Telling my boyfriend that the salsa and dip contest was in gay bar was the least of my concerns as walked in the bar on competition day.
He raised his eyebrows a little, asked a few more questions about the bar and joked that he would be glued by my side but for the most part he just shrugged it off.
I assured him that he reeks of straightness. Despite the everyday man appearance of most Bears, I doubt any would be caught dead in a superhero T-shirt with plaid shorts.
"Trust me on this one," I said. "Everyone knows you're straight."
Stepping inside the door it became apparent that perhaps this wasn't just a friendly little salsa competition. I was greeted by the sight of a man in full lederhosen.
Let me repeat myself---Fully executing the theme of his cheddar cheese beer dip, one of the contestants dressed up in a traditional German lederhosen costume.
Holy mother of God. I just picked some vegetables out of the garden and chopped them up. I didn't have a costume.

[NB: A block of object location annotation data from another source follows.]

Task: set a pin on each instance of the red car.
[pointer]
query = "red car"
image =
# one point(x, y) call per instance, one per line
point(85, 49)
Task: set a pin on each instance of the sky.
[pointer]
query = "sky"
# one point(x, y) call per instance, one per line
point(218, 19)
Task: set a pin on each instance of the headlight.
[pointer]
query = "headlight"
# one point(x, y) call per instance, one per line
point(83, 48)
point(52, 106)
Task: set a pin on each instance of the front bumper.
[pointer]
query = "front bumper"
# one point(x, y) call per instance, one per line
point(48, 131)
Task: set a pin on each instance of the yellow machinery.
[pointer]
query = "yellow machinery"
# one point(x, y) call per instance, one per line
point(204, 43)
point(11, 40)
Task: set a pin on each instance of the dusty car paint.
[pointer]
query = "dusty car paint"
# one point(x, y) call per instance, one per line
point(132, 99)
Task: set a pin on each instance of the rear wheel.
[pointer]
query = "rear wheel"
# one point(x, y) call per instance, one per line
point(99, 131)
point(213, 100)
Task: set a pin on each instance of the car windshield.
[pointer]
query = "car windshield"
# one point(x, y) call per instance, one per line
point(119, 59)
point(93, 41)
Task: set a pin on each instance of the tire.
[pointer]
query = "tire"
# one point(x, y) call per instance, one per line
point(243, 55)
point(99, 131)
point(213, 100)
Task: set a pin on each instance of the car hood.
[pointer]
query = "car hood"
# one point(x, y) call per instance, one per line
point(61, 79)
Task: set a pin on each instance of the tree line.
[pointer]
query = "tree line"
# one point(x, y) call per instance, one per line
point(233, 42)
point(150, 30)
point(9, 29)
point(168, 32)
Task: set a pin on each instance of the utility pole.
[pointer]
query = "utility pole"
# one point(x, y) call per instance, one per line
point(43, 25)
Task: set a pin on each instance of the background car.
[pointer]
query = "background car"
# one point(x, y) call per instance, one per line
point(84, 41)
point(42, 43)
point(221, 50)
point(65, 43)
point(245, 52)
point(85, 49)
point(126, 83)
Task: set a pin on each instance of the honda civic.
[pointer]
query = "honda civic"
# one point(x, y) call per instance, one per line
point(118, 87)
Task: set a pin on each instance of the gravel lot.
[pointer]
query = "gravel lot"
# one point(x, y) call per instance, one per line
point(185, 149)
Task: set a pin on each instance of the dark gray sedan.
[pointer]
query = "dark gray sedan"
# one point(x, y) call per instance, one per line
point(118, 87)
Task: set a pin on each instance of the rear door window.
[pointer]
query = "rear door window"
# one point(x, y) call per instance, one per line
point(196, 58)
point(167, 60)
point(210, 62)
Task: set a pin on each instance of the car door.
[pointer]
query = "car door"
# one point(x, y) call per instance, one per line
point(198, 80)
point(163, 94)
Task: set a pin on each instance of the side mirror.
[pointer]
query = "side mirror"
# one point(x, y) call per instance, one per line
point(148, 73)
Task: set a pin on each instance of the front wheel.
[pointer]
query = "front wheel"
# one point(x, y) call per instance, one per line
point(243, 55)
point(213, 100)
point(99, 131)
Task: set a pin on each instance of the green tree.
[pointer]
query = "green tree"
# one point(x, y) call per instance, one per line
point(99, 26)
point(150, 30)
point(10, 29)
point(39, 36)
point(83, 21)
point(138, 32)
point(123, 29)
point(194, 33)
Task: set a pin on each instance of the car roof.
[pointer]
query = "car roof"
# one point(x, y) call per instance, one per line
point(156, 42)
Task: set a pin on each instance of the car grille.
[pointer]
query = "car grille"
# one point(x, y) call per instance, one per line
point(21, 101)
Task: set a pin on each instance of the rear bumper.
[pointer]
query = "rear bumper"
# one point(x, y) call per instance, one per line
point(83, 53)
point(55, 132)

I hadn't even thought to bring a table cloth and this guy is in full costume in 90 degree heat?
Related Post: The Salsa Contest
Luckily for me ignorance was bliss as the other participants came with their A-game.
I was the first table inside the door so I didn't really have a view of all of the competitors. If I did, the anxiety that I briefly experienced would have come roaring back.

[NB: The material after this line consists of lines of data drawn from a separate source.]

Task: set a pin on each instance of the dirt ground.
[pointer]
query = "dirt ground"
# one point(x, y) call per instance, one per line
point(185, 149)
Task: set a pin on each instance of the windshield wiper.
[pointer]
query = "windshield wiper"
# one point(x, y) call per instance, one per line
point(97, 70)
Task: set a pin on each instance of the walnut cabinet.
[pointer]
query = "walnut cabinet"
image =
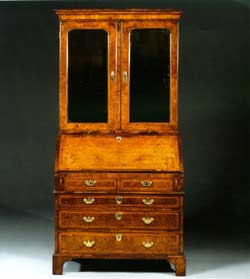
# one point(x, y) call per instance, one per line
point(118, 171)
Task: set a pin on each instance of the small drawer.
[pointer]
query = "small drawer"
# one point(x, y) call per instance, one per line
point(149, 201)
point(147, 185)
point(89, 183)
point(121, 219)
point(121, 243)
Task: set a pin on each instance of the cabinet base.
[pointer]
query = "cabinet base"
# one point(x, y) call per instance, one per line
point(179, 263)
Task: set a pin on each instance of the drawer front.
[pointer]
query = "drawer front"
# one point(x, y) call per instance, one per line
point(147, 185)
point(88, 183)
point(119, 220)
point(120, 242)
point(93, 200)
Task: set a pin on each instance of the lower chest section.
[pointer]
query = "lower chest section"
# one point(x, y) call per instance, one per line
point(119, 214)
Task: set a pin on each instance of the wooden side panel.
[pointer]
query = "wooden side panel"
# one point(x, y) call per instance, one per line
point(147, 153)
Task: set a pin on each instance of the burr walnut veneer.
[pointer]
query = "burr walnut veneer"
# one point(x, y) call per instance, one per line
point(118, 171)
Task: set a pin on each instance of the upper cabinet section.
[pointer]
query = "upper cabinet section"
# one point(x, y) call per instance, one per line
point(118, 70)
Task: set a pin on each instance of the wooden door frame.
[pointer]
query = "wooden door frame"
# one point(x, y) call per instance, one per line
point(126, 28)
point(113, 123)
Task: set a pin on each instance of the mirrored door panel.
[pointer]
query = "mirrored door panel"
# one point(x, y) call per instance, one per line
point(87, 87)
point(87, 76)
point(149, 75)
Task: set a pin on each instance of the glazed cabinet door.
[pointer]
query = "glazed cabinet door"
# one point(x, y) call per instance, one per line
point(149, 76)
point(88, 76)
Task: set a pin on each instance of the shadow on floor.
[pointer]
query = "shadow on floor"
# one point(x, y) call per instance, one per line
point(124, 265)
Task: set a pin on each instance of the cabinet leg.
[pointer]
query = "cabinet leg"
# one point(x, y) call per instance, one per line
point(180, 264)
point(58, 262)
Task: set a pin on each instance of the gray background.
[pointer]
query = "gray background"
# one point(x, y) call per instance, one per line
point(213, 109)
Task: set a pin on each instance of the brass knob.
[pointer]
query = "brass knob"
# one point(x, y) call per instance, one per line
point(118, 216)
point(88, 219)
point(89, 243)
point(146, 183)
point(147, 220)
point(112, 75)
point(118, 138)
point(148, 201)
point(148, 244)
point(118, 237)
point(125, 76)
point(90, 182)
point(88, 200)
point(119, 199)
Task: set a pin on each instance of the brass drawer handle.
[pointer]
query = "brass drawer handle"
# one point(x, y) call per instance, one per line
point(118, 138)
point(112, 75)
point(118, 216)
point(125, 76)
point(119, 199)
point(148, 201)
point(88, 219)
point(88, 200)
point(90, 182)
point(89, 243)
point(146, 183)
point(118, 237)
point(148, 244)
point(147, 220)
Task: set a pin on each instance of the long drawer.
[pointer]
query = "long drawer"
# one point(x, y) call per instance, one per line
point(120, 242)
point(93, 200)
point(124, 219)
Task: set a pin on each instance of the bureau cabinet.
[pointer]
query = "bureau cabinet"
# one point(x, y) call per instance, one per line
point(118, 170)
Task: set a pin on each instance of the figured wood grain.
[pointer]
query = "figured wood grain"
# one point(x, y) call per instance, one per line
point(107, 243)
point(76, 201)
point(132, 219)
point(131, 153)
point(146, 152)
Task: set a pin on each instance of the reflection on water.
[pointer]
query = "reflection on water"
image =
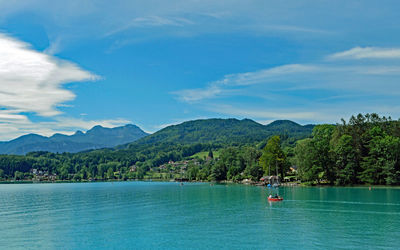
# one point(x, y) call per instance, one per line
point(203, 216)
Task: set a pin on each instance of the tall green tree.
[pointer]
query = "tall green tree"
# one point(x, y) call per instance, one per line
point(273, 158)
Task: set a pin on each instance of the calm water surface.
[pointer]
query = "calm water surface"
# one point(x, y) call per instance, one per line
point(151, 215)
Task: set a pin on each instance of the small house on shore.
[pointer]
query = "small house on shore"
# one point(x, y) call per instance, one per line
point(272, 180)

There were to be two prizes given out---one for best salsa and/or dip and the other for best presentation. As these pictures can attest, a number of people took not only their salsas and dips but the presentation aspect very seriously.
Note: All I had was a Tupperware bowl.
Then of course I wasn't in the competition to win so I'm glad I didn't know the level of preparedness everyone executed. Let's face it, while I may not have wanted to win no one wants to be seen doing less than their best. It's a matter of pride.
The contest started. The winners were to be decided by popular vote so once again I really didn't think I had much of a chance.
Only a few of the people I had invited showed up. Most people were strangers and it seemed that everyone else had their friends come out in droves.
Then something unexpected happened---a random person came up to me and whispered in my ear that he enjoyed my salsa and that he was voting for me to win.
Then another person told me the same thing.
Then another. Then another.
When it was all said and done and the votes were counted---I won.
You could have knocked me over with a feather. Seriously.
Make no mistake, I got the business from the few friends that were there for my lack of presentation. I was reminded that I have beautiful serving dishes at home but only came with my humble Tupperware bowl. One friend asked, "Would it have killed you to bring a tablecloth?"
I'm of the mindset that if you're not providing transportation from the south side and back, I'm not gonna schlep linen and chafing dishes on the CTA.
Before I walked out the door my future food contests had already been set and costume designed.
I suppose that's the price you pay now when you have creative friends. Nonetheless, the win was a nice birthday surprise.
What a lovely way for a middle aged woman to mark the anniversary of her birth.